Artificial intelligence has already proven itself capable of creating comedy content worthy of virality, but this past Sunday, the popular consumer-facing A.I. platform ChatGPT reached a milestone in its comedy capabilities that we never thought would be technologically possible for a chatbot — it turned George Carlin over in his grave.

Of all the great stand-up comedians in history, Carlin is probably the most quoted, co-opted, misconstrued and misremembered for his thoughtful, powerful and deeply complicated message. Far inferior contemporary comedians and their fans too often invoke Carlin’s name when moralizing on the role of the comic as a “modern day philosopher.” (Norm Macdonald said that the moniker being used on stand-up comics “always makes me feel sad for the actual modern day philosophers.”)

The most ardent and authoritative defender of Carlin’s voice since his passing in 2008 has been his daughter Kelly, who, it should go without saying, would have a better answer than any other living person to the oft-asked question, “What would George Carlin think?” When Dave Chappelle brought Twitter’s CEO and punching bag Elon Musk on-stage to a chorus of boos back in December, Kelly Carlin tweeted a searing, sarcastic criticism of those who have compared the Netflix darling to the late Carlin, saying, “We all know how much my dad loved rich white men.”

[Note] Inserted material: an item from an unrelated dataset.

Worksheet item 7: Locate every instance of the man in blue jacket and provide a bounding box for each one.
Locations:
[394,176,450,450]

But of all the ignorant appropriations of Carlin’s comedy and the fiercely inquisitive mind behind it, none has been more ghoulish, tasteless and tone-deaf than the ChatGPT-generated monologue posted by NBC News reporter Ben Collins on the topic of the recent closure of Silicon Valley Bank. Collins, apparently proud of the artificial creation, tweeted, “Okay, I'm in on ChatGPT now,” and “ChatGPT George Carlin is ready to start the revolution over SVB.”

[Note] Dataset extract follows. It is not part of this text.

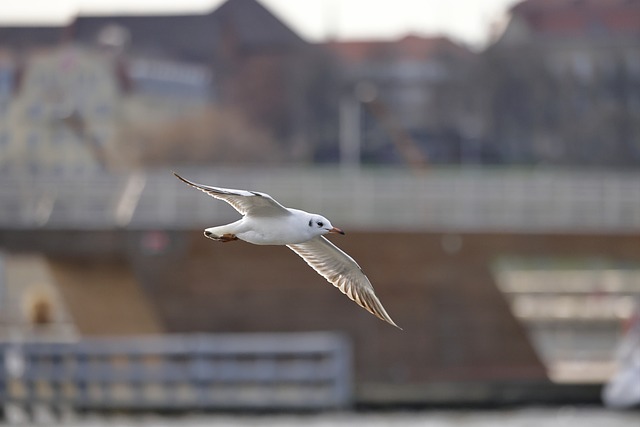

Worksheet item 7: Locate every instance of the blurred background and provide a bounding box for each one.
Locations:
[0,0,640,425]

Kelly Carlin rebutted, “Just fucking shoot me.”

Kelly Carlin’s criticism of the positively tepid procedurally generated rant cuts to the core of the problem with A.I. hijacking the voices of the dead, beyond the obvious, macabre disrespect inherent in the idea — A.I. can analyze every recorded bit of comedy in Carlin’s catalog and create something with the structure of a Carlin rant, but the aesthetic similarities to his actual work are categorically skin-deep. Though ChatGPT (poorly) approximated Carlin’s cadence, the shadow of a voice expressed in the output is, by definition, soulless.

Carlin was comedy’s most meticulous wordsmith, so seeing sophomoric phrases like “Sometimes, the best way to beat the system is to create a better one” even indirectly attributed to Carlin’s voice is insulting when the sentence — and the entire monologue — would better fit a cynically simple commercial for a credit union. In addition, anyone familiar with Monopoly understands how the Hasbro game is already a commentary on American capitalism, which makes the line, “It’s like a game of Monopoly, but with real houses and hotels,” the only remotely funny punchline in a “laughing at you, not with you” sense.

Kelly Carlin also called the A.I. rant “an abomination,” which is likely more gentle than her father would have been on the subject. In fact, the only laugh Kelly Carlin got out of the entire thing was when one commenter quipped, “I think they spelled 'Greg Gutfeld' wrong.